2013/28: The Silence -- Alison Bruce

The word 'murder' sounds so extreme that I hesitated before using it. Could that really have happened? I sat on the fence a bit with my reply: 'Someone made it happen,' I said.
'Someone made them kill themselves?'
... 'Someone killed them.' [loc.1531]

Another in Alison Bruce's DC Goodhew series, set in Cambridge. Opening with an apparently-random murder in the car park of the Carlton Arms, the story picks up some years later, and is told from multiple viewpoints. Libby is an A-level student, writing long emails to a Facebook friend in which she tries to make sense of the suicides of her older siblings; her best friend Matt still blames his father for his mother's death from cancer; Matt's older sister Charlotte has adopted the role of the sensible housewife. Then one of Libby and Matt's housemates, American student Shanie, apparently commits suicide, and the police are brought in. Gary Goodhew quickly decides that there's something odd about Shanie's death. None of the other occupants of the house on King Street are telling the whole truth, including Libby and Matt. And without knowing the truth, how can anyone predict whether there'll be another death?

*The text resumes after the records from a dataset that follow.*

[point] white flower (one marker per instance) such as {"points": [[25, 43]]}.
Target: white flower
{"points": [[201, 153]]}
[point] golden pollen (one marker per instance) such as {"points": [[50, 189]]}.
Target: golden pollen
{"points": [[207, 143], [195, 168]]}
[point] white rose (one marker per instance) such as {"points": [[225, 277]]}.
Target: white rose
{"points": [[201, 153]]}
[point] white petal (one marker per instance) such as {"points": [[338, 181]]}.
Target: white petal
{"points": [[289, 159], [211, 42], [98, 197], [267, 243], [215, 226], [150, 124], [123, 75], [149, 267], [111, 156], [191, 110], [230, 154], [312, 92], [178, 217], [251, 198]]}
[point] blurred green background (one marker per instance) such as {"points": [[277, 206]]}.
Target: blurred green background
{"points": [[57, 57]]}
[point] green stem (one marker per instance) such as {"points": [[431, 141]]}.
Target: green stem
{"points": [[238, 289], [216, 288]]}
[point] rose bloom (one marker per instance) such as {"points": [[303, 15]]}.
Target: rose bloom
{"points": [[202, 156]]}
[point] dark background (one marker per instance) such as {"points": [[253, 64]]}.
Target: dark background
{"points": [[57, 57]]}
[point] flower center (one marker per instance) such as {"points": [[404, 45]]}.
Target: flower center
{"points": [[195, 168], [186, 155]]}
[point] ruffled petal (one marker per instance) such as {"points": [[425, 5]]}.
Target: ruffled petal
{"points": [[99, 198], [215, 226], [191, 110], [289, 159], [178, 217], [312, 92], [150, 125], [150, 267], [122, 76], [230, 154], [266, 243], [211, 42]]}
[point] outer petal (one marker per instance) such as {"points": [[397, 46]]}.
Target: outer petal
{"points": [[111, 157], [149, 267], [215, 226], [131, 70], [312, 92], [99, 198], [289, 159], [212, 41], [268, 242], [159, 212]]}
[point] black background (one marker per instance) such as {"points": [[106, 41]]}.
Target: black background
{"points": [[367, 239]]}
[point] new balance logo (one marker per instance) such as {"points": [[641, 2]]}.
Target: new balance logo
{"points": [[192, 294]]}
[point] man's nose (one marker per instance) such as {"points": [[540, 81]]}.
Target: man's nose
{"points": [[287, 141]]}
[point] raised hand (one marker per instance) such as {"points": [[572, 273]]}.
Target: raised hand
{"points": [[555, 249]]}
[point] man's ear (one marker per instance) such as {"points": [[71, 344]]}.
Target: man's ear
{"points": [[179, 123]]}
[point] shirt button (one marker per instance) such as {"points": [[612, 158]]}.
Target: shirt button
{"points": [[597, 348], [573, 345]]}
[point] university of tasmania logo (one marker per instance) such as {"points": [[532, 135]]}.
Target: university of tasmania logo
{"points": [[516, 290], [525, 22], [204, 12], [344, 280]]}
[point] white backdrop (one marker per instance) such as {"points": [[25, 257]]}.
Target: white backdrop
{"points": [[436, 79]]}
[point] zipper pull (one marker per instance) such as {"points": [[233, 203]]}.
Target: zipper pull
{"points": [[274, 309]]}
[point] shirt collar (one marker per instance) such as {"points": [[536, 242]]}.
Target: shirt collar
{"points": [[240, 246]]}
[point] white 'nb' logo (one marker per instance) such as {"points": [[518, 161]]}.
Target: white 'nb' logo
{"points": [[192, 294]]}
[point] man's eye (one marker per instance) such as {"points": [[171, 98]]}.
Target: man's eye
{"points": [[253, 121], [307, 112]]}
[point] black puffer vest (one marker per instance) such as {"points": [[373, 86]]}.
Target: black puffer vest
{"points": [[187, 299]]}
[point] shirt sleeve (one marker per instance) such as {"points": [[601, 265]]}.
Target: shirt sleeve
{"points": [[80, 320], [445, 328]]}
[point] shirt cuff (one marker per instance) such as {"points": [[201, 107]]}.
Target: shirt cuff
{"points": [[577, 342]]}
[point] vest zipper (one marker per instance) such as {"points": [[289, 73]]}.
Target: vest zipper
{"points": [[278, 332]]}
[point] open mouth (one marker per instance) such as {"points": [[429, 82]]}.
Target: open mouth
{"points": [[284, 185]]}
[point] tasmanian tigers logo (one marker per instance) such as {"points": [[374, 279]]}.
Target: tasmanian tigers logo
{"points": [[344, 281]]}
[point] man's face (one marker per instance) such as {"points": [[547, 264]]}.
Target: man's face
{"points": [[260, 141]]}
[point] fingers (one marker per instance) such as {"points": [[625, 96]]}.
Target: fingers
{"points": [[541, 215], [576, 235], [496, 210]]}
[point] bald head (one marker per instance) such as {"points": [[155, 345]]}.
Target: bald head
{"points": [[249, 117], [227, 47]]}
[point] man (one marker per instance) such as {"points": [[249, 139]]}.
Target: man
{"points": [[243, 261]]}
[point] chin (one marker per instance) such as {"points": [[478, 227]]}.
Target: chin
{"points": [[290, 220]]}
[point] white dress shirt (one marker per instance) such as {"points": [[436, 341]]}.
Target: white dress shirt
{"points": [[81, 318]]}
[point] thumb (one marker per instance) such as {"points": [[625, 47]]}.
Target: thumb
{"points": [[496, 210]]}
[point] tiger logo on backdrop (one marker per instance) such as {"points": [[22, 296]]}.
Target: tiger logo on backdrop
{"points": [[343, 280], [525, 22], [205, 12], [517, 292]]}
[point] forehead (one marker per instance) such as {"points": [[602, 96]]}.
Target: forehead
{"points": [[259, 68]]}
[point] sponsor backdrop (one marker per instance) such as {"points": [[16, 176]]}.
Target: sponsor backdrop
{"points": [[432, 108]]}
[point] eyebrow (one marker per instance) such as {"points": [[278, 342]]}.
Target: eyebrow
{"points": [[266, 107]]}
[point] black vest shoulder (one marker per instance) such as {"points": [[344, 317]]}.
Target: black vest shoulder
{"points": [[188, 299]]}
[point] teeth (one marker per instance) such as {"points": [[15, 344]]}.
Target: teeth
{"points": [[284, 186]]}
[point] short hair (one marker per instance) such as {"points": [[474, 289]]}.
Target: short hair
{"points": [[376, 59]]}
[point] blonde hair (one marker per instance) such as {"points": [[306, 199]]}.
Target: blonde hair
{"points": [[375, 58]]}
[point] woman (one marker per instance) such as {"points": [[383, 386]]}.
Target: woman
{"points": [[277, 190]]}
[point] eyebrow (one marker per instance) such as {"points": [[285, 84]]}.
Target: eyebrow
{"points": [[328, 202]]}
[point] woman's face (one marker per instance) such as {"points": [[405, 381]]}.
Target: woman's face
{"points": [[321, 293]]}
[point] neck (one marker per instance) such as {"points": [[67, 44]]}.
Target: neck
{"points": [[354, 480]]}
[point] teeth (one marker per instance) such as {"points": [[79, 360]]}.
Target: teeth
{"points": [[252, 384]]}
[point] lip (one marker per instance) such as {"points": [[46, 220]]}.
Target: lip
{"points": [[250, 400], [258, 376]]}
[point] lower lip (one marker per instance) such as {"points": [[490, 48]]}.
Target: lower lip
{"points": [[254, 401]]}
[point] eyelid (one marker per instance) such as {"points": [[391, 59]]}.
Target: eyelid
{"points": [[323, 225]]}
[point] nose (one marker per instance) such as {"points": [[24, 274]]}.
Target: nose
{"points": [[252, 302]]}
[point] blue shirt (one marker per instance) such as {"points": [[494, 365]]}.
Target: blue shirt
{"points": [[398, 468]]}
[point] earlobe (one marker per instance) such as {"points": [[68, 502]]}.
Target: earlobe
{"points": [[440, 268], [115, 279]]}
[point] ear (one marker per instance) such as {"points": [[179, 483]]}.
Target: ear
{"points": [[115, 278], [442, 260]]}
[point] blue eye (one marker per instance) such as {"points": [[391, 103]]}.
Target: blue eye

I have a couple of minor quibbles: a key plot item is not named until Goodhew figures it out; a typo in the name of Libby's childhood home obfuscates a clue. But I really liked the pacing, the connections that gradually became clear, the sense of a group of people who've grown up together and share secrets. Good local colour, and some interesting insights on Goodhew, Kincaide and Gully.